E D. Bosco in mezzo a questo giovane popolo, organizzando la sua Pia Società, accrescendo il numero de' suoi membri, gli preparava nuove guide e nuovi maestri.
Stralciamo dai Verbali del Capitolo quanto segue:
“ Li 12 novembre 1863 i Confratelli della Società di S. Francesco di Sales si radunavano per eleggere e stabilire nella nuova casa di Mirabello un nuovo Capitolo. Perciò il Sig. D. Bosco Rettore e fondatore cominciò egli medesimo come è prescritto dalle Regole della Società ad eleggere il Direttore che è il Sig. D. Rua Michele.

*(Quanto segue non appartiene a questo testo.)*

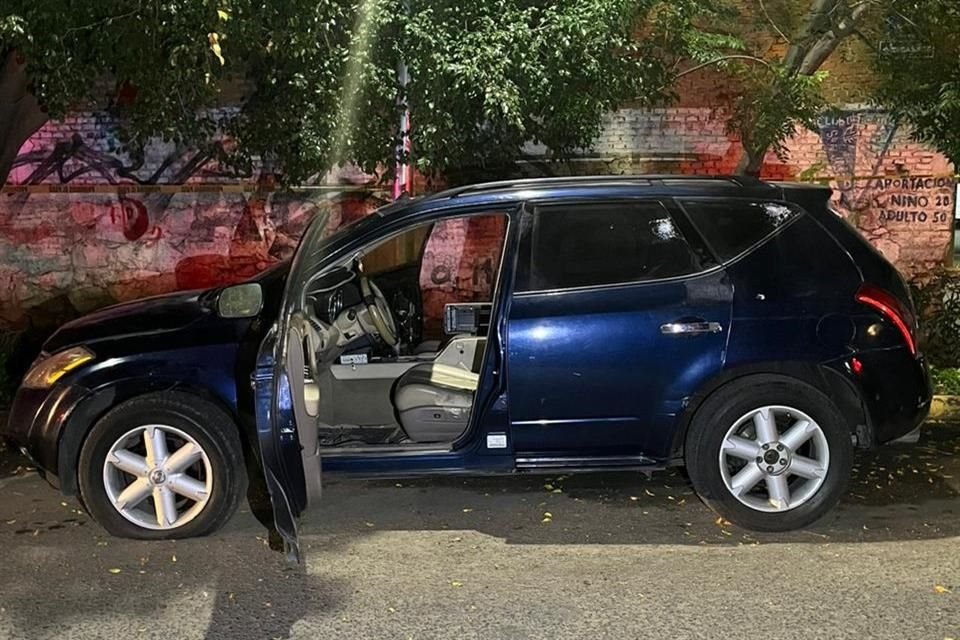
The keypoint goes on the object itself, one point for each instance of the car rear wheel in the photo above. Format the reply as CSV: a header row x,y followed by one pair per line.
x,y
164,465
769,453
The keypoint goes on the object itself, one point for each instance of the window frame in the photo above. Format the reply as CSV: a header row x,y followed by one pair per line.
x,y
679,202
693,238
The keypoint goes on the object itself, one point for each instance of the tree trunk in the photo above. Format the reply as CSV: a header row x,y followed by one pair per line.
x,y
815,42
750,164
20,113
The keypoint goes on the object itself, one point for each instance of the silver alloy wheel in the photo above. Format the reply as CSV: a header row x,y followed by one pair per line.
x,y
157,477
765,446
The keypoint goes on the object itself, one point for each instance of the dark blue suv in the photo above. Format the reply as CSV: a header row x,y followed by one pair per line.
x,y
738,327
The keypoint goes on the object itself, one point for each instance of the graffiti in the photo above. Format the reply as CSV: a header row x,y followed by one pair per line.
x,y
855,142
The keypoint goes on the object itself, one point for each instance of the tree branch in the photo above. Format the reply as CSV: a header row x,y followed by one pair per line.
x,y
723,59
773,24
107,20
811,28
826,45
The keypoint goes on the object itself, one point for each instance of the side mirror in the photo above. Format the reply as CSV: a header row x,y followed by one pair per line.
x,y
240,301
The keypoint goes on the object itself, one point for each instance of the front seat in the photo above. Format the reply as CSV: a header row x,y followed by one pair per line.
x,y
433,401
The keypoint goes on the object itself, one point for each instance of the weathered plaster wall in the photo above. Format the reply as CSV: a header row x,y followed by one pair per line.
x,y
81,225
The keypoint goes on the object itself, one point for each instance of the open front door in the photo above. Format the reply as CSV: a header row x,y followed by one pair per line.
x,y
288,443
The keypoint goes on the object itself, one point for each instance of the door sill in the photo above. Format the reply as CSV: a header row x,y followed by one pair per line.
x,y
392,449
529,463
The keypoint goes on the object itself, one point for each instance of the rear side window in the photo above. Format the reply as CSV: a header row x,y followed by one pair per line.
x,y
578,245
731,227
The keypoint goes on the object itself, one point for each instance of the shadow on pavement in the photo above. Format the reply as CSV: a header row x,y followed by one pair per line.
x,y
59,567
63,567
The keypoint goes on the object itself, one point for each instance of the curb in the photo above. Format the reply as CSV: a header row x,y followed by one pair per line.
x,y
944,410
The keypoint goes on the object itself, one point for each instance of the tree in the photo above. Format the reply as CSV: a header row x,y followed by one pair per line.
x,y
919,72
780,48
317,81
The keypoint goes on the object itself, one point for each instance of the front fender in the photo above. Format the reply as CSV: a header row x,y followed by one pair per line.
x,y
63,426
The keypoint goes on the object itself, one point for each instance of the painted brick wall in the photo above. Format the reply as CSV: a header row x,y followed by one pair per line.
x,y
122,231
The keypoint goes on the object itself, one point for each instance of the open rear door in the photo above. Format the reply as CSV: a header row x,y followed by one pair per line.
x,y
288,442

Dopo stabilì prefetto il Ch. Provera Francesco a cui commise anche l'uffizio di Economo. Elesse quindi Catechista il Ch. Bonetti Giovanni. Finalmente ad unanimità di voti si elessero consiglieri Cerruti Francesco ed Albera Paolo. Così fu stabilito il nuovo Capitolo della Casa di Mirabello composto dal Direttore, dal Prefetto che ha pure il titolo di economo, dal Catechista e da due consiglieri.

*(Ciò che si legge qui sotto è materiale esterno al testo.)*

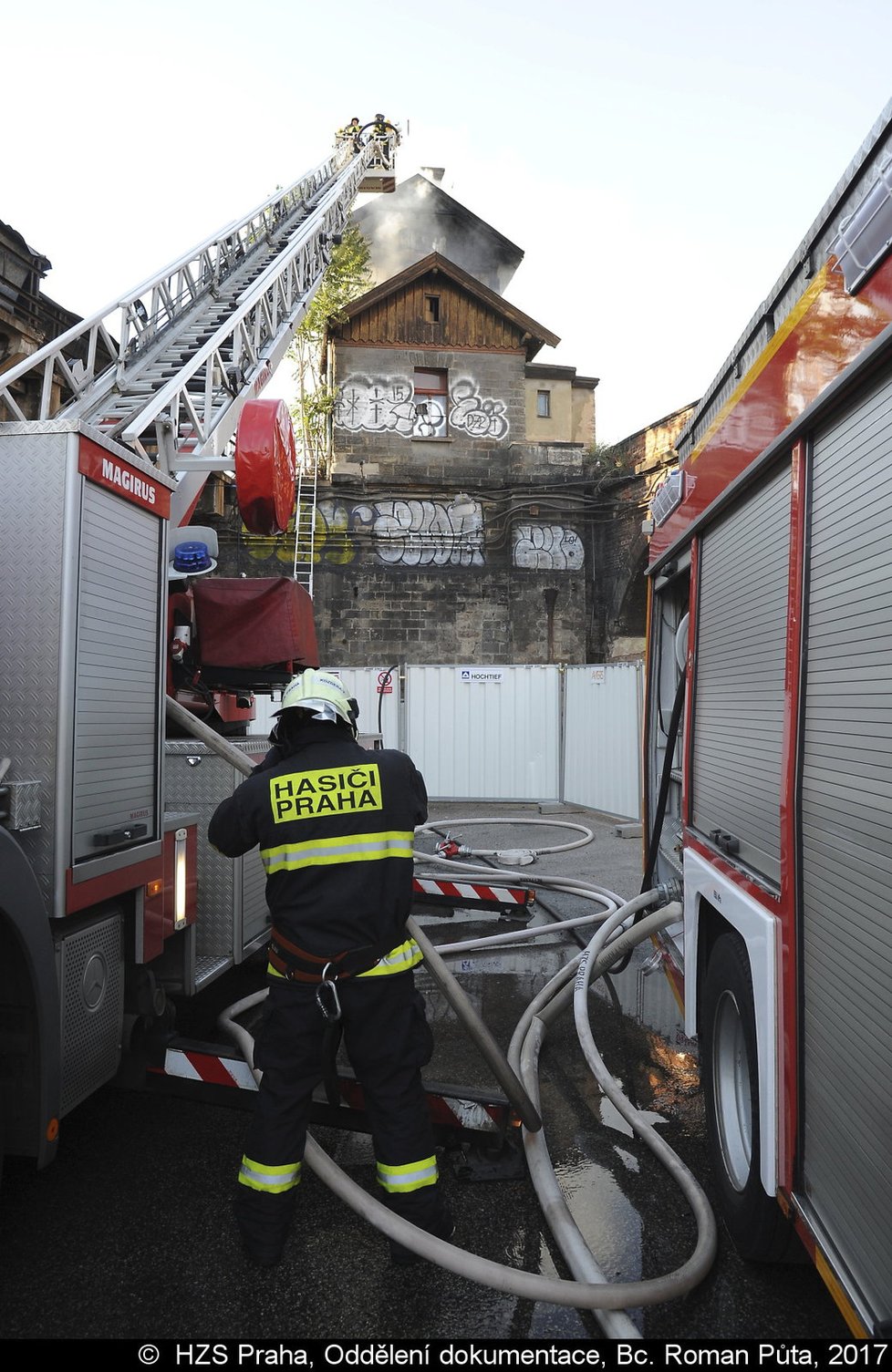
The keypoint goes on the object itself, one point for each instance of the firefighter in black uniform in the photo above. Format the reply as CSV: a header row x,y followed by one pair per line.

La prima scelta di D. Bosco riguardava solamente il personale che doveva dirigere il piccolo seminario come collegio, ma questa, seconda elezione formava di esso casa religiosa, e quindi imponeva direzione ed obbedienza religiosa ai membri della Pia Società mandati da Torino. D. Bosco ordinava che sen e mandasse a Mirabello notizia officiale.
 
La grazia del Signore sia con voi.
 
Torino, li 13 novembre 1863.
 
Fratelli carissimi,
 Ieri sera qui nella Casa Madre si radunarono i Confratelli della Società di S. Francesco di Sales per eleggere e stabilire costì, nella nuova casa di Mirabello, un novello Capitolo. Perciò con grande mio e credo anche vostro piacere, vi participo questa notizia. Il nostro amatissimo Sig. D. Bosco cominciò egli stesso come è prescritto nel regolamento ad eleggere il Direttore che è il Sig. D. Michele Rua; dopo stabilì Prefetto il nostro caro Provera Francesco che già esercitava tale ufficio; gli si aggiunse ancora il titolo di economo: elesse quindi Catechista il caro fratello Bonetti Giovanni. Finalmente si venne all'elezione dei consiglieri e sono essi i nostri cari fratelli Cerruti Francesco ed Albera Paolo.